Murray took me off and began warming up to the hot-aches and the Second. I ate all my wine gums and left an orange one on a ledge for the next leader. Murray coped fine and found it all steady, slowing at the traverse to be precise and take it in a little more than I managed. He quickly led through the bold wee second pitch to the side of the big icy snot of the top ice pitch. It was Murray’s big lead now and my turn to feel relieved and relax on the belay, look around a bit. Jesus, was this in the bag already? Murray hacked away at the poor ice at the bottom until he found a good hex to take the fear out of the belay, then he tapped in the axes high up on the first overhung bulge of ice and pulled up strongly. The crampons broke away more ice and he had to scrape up to get established, banged in a screw and, though I couldn’t see him anymore, I felt the slack pause on the rope as he looked up.

That awful testing silence of observation, as fear bloomed once again.

Murray proceeded upwards in starts, great hunks of ice whistling out of the corner to my right and thumping on the snow below. I tensed each time, thinking he was off, but it was only ice. Spindrift rained down occasionally, like hundreds and thousands - pin-pricking bits of cold round my wrists. Murray occasionally spoke to himself. After another age, the rope came tight and I rushed curiously over to the hanging groove. Bloody hell, it was steep! I followed up, my glasses incomprehensible with melted spindrift, blood marks everywhere, the occasional tied-off screw, awkward body-positions, hunting pecks with the axes, and the constant rubric of ‘Jesus, bold!’ in my head. When I pulled through the tiny snow cornice at the top, I slapped Murray on the back and we shook hands with nervous laughter, as though we’d just been let off with a misdemeanour, or played with a brother’s special toy while he was out.

It was only while slurping peppery soup in a bergschrund below the cliffs when we realised we’d caught the mountain unawares and stolen something rather special: something we didn’t know we were allowed to steal, or able to steal, or if we had ever really conceived of stealing.

But there it was. Somehow, we had found the strength to let go.

That was a time of limits, today is a time of gathering strengths learnt, exercising composure and breathing the whole day in with one breath rather than a thousand fear-filled arpeggios of life.
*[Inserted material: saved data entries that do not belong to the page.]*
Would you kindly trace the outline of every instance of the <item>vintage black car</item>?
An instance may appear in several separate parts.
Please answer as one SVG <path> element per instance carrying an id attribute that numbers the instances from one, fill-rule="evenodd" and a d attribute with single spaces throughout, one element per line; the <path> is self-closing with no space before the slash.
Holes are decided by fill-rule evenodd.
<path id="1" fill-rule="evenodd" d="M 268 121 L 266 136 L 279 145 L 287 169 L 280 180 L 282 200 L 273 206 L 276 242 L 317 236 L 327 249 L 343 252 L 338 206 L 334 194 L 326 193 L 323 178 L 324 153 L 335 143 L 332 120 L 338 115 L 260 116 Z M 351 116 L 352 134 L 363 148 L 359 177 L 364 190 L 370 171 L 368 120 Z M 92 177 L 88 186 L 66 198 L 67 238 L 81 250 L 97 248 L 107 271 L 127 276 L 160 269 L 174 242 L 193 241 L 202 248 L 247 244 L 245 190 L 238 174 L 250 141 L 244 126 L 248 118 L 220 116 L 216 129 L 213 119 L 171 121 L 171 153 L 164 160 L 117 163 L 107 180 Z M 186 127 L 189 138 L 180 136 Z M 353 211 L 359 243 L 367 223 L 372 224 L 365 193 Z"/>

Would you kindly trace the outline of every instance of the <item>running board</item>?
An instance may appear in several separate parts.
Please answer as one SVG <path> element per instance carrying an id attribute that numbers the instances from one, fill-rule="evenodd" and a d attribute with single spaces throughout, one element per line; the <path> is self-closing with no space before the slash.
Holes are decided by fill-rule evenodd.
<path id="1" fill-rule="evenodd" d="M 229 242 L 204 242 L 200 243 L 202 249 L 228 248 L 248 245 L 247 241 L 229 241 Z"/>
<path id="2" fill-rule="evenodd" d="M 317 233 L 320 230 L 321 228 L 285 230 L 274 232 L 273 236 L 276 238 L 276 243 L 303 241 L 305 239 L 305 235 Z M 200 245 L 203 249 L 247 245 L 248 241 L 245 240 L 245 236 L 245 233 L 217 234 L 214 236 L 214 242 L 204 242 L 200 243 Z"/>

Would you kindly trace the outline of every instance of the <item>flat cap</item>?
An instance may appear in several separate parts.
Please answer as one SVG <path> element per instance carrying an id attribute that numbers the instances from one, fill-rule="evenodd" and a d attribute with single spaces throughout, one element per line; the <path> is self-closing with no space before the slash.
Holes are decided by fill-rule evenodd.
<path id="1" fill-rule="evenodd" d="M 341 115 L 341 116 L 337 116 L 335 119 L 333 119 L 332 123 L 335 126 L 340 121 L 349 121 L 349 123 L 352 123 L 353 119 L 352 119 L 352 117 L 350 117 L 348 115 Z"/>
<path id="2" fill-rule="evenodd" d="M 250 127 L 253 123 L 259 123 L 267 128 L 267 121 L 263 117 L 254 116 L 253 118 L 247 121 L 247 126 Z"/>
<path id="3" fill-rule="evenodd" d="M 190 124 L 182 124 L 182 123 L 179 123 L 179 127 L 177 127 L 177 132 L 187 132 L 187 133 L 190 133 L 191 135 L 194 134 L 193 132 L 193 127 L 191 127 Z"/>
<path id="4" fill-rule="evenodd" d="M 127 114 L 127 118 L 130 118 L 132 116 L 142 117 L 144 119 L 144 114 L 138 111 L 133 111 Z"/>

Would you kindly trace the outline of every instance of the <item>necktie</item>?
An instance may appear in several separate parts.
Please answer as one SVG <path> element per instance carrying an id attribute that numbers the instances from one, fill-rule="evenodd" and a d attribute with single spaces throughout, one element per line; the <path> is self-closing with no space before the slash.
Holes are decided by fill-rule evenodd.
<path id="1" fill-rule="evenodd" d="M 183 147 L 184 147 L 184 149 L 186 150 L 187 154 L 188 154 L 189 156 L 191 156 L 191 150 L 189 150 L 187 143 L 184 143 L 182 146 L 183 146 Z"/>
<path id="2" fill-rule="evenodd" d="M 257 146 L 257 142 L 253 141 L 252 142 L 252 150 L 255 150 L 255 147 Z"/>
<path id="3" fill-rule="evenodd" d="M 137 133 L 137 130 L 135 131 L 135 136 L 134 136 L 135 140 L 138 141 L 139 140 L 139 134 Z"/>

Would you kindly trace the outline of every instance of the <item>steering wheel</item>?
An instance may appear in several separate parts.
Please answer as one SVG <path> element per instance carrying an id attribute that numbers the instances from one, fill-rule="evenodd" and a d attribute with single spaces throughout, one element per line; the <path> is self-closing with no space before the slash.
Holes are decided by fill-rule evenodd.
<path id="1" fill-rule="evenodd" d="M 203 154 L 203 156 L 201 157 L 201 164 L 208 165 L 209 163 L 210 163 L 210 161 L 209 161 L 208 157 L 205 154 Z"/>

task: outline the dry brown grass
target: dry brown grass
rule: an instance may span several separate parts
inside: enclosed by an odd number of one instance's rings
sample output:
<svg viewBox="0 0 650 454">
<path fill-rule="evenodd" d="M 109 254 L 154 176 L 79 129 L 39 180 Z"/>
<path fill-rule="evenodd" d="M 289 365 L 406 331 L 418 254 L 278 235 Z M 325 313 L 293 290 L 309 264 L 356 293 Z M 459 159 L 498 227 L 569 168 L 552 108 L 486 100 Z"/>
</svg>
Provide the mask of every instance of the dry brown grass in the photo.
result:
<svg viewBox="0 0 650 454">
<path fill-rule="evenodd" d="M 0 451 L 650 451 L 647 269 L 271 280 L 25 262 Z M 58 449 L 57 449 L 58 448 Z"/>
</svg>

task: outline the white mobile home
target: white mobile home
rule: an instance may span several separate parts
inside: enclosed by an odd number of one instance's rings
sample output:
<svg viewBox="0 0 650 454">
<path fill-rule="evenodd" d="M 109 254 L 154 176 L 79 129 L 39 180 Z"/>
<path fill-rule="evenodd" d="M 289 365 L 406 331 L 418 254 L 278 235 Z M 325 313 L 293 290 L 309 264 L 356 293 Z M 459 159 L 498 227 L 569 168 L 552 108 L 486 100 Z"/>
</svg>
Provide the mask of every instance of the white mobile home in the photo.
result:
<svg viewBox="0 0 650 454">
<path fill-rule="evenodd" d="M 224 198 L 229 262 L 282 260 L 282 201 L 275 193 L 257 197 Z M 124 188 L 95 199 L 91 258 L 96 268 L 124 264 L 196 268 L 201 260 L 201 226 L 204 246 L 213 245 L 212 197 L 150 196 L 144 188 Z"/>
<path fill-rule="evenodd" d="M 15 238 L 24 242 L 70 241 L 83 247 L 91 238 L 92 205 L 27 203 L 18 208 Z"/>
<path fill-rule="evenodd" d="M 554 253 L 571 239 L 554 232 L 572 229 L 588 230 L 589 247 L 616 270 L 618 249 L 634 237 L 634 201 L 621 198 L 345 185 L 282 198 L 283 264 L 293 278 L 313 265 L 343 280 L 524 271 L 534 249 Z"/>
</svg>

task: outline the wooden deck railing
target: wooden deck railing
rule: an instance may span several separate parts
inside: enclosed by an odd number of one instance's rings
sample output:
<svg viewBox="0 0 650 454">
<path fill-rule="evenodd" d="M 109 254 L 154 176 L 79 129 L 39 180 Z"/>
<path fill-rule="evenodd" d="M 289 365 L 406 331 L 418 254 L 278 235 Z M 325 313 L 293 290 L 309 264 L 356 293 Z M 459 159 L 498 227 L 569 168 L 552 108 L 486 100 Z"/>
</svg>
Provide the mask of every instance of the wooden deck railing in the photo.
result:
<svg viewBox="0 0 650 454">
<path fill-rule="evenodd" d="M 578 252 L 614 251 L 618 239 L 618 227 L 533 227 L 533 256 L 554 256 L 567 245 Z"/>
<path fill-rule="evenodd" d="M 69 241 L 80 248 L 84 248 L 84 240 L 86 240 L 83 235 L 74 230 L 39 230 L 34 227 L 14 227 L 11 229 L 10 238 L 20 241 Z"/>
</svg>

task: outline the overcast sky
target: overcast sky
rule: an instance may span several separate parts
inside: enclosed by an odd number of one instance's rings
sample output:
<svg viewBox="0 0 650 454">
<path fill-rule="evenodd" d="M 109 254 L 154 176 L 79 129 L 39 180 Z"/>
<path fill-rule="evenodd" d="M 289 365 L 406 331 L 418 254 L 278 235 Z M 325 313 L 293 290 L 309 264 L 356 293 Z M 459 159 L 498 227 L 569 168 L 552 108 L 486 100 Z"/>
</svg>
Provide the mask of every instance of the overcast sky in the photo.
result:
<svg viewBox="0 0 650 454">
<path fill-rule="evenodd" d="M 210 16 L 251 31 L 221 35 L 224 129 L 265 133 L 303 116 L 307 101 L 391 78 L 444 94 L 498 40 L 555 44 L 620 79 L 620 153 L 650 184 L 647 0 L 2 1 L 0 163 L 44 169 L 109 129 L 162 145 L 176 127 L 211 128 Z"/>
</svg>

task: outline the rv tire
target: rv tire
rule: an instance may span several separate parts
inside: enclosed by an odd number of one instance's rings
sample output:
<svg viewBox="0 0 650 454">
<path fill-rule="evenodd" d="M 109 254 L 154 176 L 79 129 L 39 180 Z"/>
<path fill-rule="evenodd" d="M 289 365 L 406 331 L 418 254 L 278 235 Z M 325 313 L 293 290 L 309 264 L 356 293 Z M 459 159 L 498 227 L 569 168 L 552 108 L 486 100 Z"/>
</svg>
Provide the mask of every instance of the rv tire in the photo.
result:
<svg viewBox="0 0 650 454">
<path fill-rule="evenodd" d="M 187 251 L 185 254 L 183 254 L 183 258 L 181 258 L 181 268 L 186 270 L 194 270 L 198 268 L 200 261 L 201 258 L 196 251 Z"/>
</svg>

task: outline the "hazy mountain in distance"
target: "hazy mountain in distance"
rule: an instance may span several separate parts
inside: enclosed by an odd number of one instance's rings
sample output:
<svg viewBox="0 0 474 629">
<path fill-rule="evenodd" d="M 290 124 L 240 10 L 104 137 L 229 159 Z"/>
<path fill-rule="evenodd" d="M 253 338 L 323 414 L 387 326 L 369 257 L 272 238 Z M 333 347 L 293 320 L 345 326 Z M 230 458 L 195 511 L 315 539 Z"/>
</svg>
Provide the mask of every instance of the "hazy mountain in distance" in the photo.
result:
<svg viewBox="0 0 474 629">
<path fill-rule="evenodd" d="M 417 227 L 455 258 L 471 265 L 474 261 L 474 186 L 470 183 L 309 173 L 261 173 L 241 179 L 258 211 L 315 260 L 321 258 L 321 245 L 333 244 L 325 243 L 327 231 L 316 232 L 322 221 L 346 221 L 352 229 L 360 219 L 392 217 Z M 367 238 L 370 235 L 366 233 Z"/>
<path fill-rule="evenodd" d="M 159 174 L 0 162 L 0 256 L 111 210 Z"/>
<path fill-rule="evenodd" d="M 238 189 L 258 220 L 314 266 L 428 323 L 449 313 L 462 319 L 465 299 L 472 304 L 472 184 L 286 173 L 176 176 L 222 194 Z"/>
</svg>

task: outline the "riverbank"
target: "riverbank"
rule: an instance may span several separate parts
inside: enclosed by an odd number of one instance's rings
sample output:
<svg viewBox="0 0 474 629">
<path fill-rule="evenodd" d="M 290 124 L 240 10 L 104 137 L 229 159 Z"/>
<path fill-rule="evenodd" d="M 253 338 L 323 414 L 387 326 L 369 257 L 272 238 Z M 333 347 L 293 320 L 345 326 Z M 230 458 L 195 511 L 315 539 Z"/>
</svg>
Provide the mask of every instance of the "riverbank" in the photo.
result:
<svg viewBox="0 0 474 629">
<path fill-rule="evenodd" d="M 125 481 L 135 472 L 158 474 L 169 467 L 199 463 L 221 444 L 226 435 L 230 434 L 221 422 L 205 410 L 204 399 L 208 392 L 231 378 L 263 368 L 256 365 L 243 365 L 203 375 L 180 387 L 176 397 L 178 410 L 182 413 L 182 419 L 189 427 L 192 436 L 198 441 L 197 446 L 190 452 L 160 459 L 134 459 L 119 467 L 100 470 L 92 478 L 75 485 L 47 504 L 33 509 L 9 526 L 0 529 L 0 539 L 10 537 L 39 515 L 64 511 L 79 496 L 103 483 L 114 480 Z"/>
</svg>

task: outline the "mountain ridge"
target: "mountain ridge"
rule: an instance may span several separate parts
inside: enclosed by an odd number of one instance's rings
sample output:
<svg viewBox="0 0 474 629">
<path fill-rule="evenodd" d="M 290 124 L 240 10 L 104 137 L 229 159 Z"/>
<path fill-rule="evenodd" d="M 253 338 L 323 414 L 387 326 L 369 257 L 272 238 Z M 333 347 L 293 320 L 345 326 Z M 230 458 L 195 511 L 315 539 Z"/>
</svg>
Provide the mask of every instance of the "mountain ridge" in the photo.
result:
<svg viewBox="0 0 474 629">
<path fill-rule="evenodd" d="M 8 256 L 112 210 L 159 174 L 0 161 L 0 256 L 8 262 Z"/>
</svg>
Sean follows up the icefall, hacking with animal enthusiasm and whoops of joy, staining the ice with bloody knuckles. We smile all the way up the Salamander, the cliff is silent bar the odd tinkle of sun-melt ice, we lie on the summit in the snow and are thankful for such days, melding into each other in the memory, there is almost a silent utterance of disbelief in the sky. Like a pause between synapses before they fire again. They do and we are off back down the Coire for a pint in the Invervey, Sean inspecting his knuckles, I eating Pea and Ham Soup noisily. We are not thinking about anything in particluar, each day in the mountains finds its own cadence, each its own timbre, each day lets go in its own way... I recall Murray and wonder what he is up to now, what millions of decision trails have led him to... I know, somehow deeply, memory upon memory is layered down entirely by accident and we can only will it so.